Blickt man nach gut zehn Jahren zurück auf die in der „Süddeutschen Zeitung“ als „Glücksfall“ gepriesenen „Mini-Romane“, entpuppen sich diese als zwar leidlich amüsantes, aber auch reichlich banales Geschwafel. Am Stamm- oder Kaffeetisch mag man über die Anekdoten aus Russenpuff und Deutschunterricht schmunzeln. Im Fernsehen fände zwischen Kaya Yanar und Cindy aus Marzahn sicher auch Kaminer einen angemessenen Sendeplatz, um mit süffisantem Lächeln seine soziotopischen Beobachtungen und Klischees auszubreiten. Aber dass diese plumpen Kulturgags einst zum literarischen Hoffnungsschimmer erhoben wurden, lässt sich bestenfalls noch als journalistischer Verzweiflungsakt erklären.
„Die Frau am Tresen heißt Lisa. Sie kommt aus England, wie auch ihr Freund, der als Croupier am Pokertisch arbeitet. Die Angestellten der drei großen Berliner Kasinos dürfen in Berlin nicht spielen. Wenn sie von der Verwaltung erwischt werden, sind sie ihren Job los. Lisa erzählte mir, wie schwer es ist, den ganzen Tag zuzusehen, wie andere spielen, und selbst nicht mitmachen zu dürfen. So muss sie immer wieder der Versuchung widerstehen. Das ist sehr anstrengend.“ Würde ein Schüler in der zehnten Klasse einen solchen Aufsatz abliefern, müsste die Lehrerin eigentlich mit rotem Stift „Stil“ darunter schreiben. Helge Schneider formuliert so ähnlich: Hauptsatz an Hauptsatz gereiht, gerne in braver Subjekt-Prädikat-Objekt-Stellung und mit überschaubarem Wortschatz. Schneider allerdings treibt das programmatisch auf die Spitze, schreibt absichtlich schlecht. Bei Kaminer klingt das mitunter ganz gleich. Leider ungewollt.

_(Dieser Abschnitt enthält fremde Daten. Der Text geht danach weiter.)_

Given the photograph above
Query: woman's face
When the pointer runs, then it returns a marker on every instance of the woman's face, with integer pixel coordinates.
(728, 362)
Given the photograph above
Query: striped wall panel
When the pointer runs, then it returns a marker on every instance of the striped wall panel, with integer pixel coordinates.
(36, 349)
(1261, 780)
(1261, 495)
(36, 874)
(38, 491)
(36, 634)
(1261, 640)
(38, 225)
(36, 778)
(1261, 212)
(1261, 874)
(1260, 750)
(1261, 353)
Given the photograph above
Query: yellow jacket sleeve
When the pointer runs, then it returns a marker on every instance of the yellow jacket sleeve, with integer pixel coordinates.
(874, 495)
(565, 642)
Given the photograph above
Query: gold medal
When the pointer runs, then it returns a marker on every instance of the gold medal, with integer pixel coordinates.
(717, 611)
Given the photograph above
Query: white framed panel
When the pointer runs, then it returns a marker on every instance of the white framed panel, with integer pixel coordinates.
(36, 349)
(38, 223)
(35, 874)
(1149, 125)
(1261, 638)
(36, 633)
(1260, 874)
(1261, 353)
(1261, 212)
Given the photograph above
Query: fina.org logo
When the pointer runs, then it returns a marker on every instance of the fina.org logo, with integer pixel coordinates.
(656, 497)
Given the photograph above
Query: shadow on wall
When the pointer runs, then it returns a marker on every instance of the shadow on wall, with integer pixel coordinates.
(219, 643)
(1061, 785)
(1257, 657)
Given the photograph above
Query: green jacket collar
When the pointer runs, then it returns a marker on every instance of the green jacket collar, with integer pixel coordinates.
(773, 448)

In der – nennen wir es Kurzgeschichte – „Beziehungskiste Berlin“ (allein der Titel dürfte den Berlinstory-Junkies einen wohligen Schauer über den Rücken gejagt haben) erzählt Kaminer von einem Mädchen, das ihren ersten Freund in der Schule kennen lernte, einen „cleveren Burschen“. Der Junge schenkte ihr „einfach ein Handy, über das er sie dann mit heißen E-Mails bombardierte.“ Auf der nächsten Seite, aber schon in einer anderen Erzählung, „Die russische Braut“, geht das Bombardement munter weiter. „Ein Bekannter von mir, der als BVG-Angestellter anscheinend nicht genug verdiente, um seine russische Geliebte heiraten zu dürfen“, heißt es da, „schrieb Dutzende von Briefen an Bundeskanzler Schröder und bombardierte außerdem das Auswärtige Amt mit Beschwerden.“
Nun ist schlecht geschrieben ja noch nicht unbedingt schlecht erzählt. Wie geht die Geschichte mit den Beschwerdebomben denn nun aber weiter? „Es war ein harter Kampf“, resümiert Kaminer. „Aber es hat sich gelohnt: Jetzt hat der Mann eine Braut und eine Gehaltserhöhung dazu.“ Am Stamm- oder Kaffeetisch könnte man nun wenigstens empört nachhaken: Wie bitte, das soll es gewesen sein? Fehlt da nicht etwas Entscheidendes zwischen Problem und Pointe, nämlich, wie es dazu kam, die eigentliche Geschichte, der Witz? Beim Lesen bleibt einem nichts anderes übrig, als sich dem nächsten stil- und inhaltsleeren „Mini-Roman“ zuzuwenden oder doch schlicht das Büchlein zuzuklappen und stattdessen lieber wieder „Berlin Alexanderplatz“ aus dem Regal zu kramen.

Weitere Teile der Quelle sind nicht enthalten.